The general immediately recognized the person standing beside the cadet. He could not help but recognize him, despite not having seen him in decades. He remembered his voice as deliberately quiet and remembered his gaze as condescending. That gaze was now more likely one of surprise. It was a one-eyed gaze because this man had no second eye. A bloody hollow gaped in its place. The general remembered the winter Petersburg night, the vodka in the tavern. The sense of weightlessness, the coziness of people who had escaped everyone. The intense unity of co-conspirators. The unbearable shame of one who had neglected his duty. Before him stood Lanskoy.
Lanskoy stood, his head pressed to a post. Both his arms were cast upon the wire. The general thought they hung with genuine lifelessness. There was something reminiscent of a puppet theater. Of a puppet conversing with a spectator. The comparison appeared to the general to be improper but precise.
What could Lanskoy tell the public? That he was a hero? That he despised death and threw himself on the wire? But that would be an untruth… Lanskoy despised life and threw himself on the wire. That was probably the reason he had gone to the Reds. The general walked right up to Lanskoy and attempted to close his only eye. His eyelashes fell with a barely audible crunch but the eye would not close. The general embraced Lanskoy. He pressed himself to his intact cheek. A tear ran down Lanskoy’s cheek and froze in place. It was the general’s tear.

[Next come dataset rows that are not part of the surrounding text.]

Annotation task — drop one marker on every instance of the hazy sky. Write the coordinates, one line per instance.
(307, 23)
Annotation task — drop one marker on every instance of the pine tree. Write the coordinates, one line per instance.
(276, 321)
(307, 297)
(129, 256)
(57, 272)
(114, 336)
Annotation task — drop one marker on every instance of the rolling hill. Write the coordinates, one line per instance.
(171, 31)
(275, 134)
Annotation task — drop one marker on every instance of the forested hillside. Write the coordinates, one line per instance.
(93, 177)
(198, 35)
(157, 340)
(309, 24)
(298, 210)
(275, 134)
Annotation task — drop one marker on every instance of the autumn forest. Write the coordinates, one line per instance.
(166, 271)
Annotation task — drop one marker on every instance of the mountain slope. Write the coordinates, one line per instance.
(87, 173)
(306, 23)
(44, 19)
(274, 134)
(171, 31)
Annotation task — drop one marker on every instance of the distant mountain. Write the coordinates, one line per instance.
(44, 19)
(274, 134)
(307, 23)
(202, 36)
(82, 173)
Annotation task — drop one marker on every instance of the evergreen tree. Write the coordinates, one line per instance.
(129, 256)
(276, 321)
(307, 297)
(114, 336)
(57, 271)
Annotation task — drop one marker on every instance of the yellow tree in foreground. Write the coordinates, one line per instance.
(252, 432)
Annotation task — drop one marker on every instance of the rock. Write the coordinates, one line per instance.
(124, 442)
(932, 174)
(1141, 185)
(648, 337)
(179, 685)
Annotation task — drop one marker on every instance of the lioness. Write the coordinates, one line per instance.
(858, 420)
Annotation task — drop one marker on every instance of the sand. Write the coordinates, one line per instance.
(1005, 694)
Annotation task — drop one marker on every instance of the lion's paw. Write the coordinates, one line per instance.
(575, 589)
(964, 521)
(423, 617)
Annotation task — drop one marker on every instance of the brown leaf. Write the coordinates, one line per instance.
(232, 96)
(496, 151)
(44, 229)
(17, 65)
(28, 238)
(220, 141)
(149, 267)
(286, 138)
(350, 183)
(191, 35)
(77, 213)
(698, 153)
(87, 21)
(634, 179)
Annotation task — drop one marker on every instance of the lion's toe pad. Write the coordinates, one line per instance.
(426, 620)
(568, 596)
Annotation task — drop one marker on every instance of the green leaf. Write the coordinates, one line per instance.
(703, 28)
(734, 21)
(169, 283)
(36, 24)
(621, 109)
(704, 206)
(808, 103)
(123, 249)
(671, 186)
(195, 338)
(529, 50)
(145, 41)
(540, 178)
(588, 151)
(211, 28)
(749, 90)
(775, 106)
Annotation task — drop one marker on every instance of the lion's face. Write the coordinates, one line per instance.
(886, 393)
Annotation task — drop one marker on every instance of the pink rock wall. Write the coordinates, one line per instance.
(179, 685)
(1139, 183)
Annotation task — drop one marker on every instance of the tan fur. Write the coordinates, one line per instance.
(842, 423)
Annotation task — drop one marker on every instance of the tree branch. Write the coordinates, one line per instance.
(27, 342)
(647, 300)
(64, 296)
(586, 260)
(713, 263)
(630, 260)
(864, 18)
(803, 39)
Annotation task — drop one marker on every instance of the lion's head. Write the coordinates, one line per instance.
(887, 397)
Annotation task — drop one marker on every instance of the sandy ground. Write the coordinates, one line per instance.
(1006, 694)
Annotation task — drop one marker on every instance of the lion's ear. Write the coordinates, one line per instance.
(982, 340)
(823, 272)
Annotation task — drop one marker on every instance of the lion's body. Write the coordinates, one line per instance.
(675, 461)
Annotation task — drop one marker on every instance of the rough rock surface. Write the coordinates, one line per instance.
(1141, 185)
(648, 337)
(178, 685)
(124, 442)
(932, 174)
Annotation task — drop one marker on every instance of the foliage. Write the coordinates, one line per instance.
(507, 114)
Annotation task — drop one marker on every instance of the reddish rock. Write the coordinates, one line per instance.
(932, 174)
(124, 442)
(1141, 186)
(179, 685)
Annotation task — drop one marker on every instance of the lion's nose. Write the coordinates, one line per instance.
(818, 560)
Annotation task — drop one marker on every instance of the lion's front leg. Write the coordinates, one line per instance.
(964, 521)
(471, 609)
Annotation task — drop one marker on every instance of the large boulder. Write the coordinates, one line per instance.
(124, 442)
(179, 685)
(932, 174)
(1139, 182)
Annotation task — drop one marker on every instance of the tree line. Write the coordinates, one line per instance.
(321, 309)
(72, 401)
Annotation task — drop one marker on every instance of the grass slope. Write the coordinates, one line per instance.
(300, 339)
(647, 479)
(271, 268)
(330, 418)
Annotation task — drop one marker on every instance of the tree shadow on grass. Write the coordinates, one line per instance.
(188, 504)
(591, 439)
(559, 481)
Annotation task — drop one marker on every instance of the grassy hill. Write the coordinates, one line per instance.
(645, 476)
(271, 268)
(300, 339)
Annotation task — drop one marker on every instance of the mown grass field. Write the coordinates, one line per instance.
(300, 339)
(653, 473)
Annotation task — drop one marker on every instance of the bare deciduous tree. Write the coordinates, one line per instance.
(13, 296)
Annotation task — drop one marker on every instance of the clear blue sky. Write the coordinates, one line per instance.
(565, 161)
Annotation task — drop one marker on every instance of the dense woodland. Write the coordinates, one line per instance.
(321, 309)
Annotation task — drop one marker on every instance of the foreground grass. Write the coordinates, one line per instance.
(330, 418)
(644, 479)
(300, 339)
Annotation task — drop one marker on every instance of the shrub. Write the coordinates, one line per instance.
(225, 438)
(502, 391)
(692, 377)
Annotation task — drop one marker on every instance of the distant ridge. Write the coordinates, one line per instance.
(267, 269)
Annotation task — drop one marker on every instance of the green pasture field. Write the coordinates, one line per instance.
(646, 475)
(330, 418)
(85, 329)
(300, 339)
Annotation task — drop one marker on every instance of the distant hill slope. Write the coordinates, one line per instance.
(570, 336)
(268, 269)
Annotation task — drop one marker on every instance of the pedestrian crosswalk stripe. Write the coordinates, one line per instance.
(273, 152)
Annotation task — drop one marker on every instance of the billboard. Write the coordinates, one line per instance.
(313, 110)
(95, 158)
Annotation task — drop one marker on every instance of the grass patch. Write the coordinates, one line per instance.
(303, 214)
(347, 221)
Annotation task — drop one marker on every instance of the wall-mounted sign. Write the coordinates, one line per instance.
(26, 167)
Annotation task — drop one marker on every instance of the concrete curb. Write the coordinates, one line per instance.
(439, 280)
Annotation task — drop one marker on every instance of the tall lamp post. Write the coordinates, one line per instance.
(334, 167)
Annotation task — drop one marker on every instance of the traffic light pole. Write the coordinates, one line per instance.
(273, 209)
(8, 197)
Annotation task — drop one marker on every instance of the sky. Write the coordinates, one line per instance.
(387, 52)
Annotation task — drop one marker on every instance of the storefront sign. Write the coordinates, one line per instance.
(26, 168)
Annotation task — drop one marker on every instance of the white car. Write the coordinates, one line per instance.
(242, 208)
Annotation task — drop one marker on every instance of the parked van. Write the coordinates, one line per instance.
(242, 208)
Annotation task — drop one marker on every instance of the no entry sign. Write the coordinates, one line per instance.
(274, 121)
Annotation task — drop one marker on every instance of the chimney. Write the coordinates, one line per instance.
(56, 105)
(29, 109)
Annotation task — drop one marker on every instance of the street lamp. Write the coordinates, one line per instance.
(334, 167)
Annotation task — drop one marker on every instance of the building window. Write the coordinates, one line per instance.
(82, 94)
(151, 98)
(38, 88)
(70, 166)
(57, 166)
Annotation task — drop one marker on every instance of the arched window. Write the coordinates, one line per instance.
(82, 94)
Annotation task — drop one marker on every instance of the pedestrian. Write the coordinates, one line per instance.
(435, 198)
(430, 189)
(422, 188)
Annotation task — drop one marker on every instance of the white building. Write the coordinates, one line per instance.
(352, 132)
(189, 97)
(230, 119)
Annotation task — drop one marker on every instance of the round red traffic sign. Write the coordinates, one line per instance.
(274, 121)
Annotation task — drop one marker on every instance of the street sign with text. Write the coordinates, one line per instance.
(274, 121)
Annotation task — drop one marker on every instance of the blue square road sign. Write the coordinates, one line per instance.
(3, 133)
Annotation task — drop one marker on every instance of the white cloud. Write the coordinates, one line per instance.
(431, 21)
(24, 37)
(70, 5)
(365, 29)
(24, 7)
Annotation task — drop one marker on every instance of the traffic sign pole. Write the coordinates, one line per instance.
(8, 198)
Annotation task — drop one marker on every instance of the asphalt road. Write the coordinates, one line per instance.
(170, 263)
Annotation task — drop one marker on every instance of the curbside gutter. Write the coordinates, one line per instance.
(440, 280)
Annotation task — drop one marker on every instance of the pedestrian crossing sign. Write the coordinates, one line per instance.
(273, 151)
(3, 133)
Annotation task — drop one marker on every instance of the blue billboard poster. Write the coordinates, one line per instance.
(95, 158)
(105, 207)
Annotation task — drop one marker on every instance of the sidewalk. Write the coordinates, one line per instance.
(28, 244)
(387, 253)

‘Bury him,’ ordered the general.
His troops left almost soundlessly. The squeak of boots, muffled by gusts of wind. A farewell symphony, it occurred to the general. The only difference being, he thought, that his people were not extinguishing the fires: the number of campfires needed to remain the same, unlike in Joseph Haydn’s version. A reduction in the number of performers should not be revealed to the viewer too early. That was the essence of the general’s composition.
He approached one of the fires. Kologrivov, a captain in the medical services, was maintaining the fire. The captain was one of those who was staying on Perekop until the end.
‘Good day, Your Excellency,’ said Kologrivov, standing at attention before the general.
‘At ease, Captain.’
He sat across from Kologrivov. He pushed a log that had burned through on one side closer to the center of the fire.